You can use == for errors, but only if they are never wrapped. Once wrapped, == fails. errors.Is works through wrappers. Prefer errors.Is for sentinel errors. It's safer. You can also use type assertion err.(*MyError), but it panics if the type doesn't match and doesn't traverse wrappers. errors.As is safer and traverses wrappers.
Custom errors can implement Is(error) bool and As(any) bool. This lets you control how errors.Is and errors.As behave. Implement Is to define equality logic. Implement As to define extraction logic. This is rare but powerful for complex error hierarchies. Be careful. This changes the semantics of Is. Usually, Is is for identity. Use this only when you have a strong reason.

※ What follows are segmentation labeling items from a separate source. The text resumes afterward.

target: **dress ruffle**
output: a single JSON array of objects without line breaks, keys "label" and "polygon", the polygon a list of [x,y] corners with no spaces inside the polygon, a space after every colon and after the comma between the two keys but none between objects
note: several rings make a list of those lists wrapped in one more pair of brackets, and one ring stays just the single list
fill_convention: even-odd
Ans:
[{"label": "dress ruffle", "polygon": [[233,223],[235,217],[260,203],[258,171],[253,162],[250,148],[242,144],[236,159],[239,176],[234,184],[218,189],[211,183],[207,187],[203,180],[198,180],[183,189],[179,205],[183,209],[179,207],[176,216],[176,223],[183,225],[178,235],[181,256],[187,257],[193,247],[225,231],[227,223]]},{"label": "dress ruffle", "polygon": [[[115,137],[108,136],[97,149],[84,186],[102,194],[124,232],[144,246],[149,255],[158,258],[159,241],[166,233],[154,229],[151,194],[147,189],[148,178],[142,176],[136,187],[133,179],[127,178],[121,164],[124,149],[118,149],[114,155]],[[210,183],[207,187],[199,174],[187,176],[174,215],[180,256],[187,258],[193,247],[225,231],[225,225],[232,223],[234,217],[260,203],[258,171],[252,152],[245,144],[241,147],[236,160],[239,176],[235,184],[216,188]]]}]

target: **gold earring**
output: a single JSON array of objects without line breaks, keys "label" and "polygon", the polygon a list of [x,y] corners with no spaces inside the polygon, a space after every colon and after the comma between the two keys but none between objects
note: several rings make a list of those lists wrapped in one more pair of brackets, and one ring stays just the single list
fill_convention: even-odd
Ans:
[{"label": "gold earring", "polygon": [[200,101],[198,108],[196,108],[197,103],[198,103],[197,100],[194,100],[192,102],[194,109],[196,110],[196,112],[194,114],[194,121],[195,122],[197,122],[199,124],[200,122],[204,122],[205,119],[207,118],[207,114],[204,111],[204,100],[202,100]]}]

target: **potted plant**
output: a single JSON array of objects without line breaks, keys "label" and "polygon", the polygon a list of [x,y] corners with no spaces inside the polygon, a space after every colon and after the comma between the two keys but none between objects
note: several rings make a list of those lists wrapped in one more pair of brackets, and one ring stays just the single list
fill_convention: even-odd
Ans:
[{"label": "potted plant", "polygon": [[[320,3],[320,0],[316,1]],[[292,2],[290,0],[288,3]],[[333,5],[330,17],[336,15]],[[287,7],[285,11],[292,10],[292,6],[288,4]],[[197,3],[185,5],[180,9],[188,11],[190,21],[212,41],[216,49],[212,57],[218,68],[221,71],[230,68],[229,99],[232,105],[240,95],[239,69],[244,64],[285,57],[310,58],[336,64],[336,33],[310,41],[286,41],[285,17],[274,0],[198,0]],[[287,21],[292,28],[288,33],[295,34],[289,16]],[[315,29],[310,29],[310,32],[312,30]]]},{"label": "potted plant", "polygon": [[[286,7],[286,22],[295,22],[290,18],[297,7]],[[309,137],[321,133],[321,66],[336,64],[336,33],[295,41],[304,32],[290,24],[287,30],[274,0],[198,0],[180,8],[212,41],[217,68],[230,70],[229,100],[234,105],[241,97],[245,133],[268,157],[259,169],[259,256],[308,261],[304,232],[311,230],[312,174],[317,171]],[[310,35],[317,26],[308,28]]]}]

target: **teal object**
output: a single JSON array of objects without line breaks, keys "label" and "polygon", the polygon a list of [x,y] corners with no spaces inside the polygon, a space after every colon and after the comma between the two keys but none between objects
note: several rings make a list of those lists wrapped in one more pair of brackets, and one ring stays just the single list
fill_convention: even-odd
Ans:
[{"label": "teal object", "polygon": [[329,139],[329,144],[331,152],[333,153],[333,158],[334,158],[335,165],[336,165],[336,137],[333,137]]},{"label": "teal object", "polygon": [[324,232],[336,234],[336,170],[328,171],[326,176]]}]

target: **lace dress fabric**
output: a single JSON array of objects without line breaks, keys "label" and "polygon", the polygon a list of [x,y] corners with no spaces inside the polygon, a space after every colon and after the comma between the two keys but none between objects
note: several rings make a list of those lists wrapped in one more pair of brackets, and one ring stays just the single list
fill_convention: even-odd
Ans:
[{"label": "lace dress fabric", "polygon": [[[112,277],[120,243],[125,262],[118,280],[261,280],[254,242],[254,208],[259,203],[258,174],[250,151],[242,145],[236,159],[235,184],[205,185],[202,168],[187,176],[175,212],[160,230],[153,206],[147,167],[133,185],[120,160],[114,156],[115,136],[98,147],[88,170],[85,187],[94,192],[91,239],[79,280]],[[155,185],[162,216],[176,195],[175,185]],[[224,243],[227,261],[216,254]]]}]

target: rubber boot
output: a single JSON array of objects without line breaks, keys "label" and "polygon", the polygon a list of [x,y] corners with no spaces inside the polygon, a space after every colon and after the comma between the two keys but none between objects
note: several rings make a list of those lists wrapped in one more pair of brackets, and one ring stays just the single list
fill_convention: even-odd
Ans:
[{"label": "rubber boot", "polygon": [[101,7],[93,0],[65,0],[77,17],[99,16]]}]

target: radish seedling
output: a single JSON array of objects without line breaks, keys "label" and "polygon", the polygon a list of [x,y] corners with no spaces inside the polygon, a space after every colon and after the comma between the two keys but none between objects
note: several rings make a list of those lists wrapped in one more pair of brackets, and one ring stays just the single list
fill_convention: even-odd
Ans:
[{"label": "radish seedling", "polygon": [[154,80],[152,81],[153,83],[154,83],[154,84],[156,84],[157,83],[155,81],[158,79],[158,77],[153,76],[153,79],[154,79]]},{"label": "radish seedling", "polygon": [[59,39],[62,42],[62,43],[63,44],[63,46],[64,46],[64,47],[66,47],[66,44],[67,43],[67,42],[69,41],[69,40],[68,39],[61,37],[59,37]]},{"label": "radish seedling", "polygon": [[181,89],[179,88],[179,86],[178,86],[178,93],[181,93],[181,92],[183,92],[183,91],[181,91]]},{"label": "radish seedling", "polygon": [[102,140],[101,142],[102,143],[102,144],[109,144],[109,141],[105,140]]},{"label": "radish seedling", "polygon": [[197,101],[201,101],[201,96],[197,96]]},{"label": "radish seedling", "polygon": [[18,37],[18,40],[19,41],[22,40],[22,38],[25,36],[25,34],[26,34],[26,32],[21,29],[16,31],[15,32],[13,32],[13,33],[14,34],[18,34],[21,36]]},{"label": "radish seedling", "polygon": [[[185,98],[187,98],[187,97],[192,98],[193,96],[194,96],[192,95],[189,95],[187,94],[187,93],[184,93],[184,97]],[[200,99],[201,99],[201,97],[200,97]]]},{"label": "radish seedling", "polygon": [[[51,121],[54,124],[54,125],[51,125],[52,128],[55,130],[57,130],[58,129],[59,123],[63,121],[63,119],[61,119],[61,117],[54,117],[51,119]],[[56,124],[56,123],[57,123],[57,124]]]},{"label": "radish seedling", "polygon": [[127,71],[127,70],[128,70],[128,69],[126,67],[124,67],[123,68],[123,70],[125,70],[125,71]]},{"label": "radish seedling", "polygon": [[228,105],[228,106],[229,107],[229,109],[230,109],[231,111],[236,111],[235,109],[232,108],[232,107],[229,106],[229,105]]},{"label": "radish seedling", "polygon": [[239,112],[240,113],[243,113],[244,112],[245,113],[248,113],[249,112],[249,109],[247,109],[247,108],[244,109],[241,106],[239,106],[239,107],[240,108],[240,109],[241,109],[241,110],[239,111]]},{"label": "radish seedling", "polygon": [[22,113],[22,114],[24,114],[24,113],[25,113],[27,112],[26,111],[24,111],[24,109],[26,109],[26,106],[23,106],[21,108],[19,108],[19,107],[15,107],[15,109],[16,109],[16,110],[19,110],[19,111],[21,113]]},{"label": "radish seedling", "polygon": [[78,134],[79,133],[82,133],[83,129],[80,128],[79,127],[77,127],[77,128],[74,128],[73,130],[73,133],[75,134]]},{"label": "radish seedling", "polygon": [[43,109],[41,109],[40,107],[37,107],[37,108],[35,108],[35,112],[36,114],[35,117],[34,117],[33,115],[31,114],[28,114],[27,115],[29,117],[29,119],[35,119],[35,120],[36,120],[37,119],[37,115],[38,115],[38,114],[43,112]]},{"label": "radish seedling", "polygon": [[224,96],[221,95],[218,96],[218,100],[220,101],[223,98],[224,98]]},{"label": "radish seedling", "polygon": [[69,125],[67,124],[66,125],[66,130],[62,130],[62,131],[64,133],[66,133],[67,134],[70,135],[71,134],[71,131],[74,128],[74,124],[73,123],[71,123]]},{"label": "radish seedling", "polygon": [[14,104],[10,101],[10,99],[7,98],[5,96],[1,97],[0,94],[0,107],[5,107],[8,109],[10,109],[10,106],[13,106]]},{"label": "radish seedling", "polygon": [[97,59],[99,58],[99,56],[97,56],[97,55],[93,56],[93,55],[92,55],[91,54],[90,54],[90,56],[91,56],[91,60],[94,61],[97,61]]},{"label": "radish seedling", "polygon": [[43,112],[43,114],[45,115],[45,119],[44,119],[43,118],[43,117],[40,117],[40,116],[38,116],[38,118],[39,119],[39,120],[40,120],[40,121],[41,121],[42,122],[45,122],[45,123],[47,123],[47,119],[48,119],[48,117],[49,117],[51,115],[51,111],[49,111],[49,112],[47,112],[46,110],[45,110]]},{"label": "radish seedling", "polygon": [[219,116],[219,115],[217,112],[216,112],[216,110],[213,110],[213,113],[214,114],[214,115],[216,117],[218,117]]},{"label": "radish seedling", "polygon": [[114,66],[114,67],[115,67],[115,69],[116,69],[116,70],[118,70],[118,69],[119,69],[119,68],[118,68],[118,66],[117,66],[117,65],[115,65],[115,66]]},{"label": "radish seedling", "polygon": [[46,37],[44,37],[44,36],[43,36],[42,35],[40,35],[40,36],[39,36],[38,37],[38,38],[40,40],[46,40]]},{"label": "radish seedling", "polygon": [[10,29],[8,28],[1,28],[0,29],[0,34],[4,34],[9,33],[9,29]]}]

errors.As demands a pointer to a pointer. Get the indirection right, or the runtime will panic.
Decision matrix
Use errors.Is when you need a boolean check against a specific sentinel error. Use errors.Is when you want to know if a condition occurred without caring about extra data. Use errors.As when you need to extract fields from a custom error type. Use errors.As when the error carries metadata like a status code, a retry delay, or a request ID. Use errors.As with an interface target when multiple error types share a behavior you want to access. Use plain == comparison only for simple errors that are never wrapped. Use fmt.Errorf with %w to wrap errors so Is and As can traverse the chain. Use fmt.Errorf with %v or %s to wrap errors when you want to hide the original cause from the caller.
Is checks identity. As extracts value. Pick the tool that matches the question.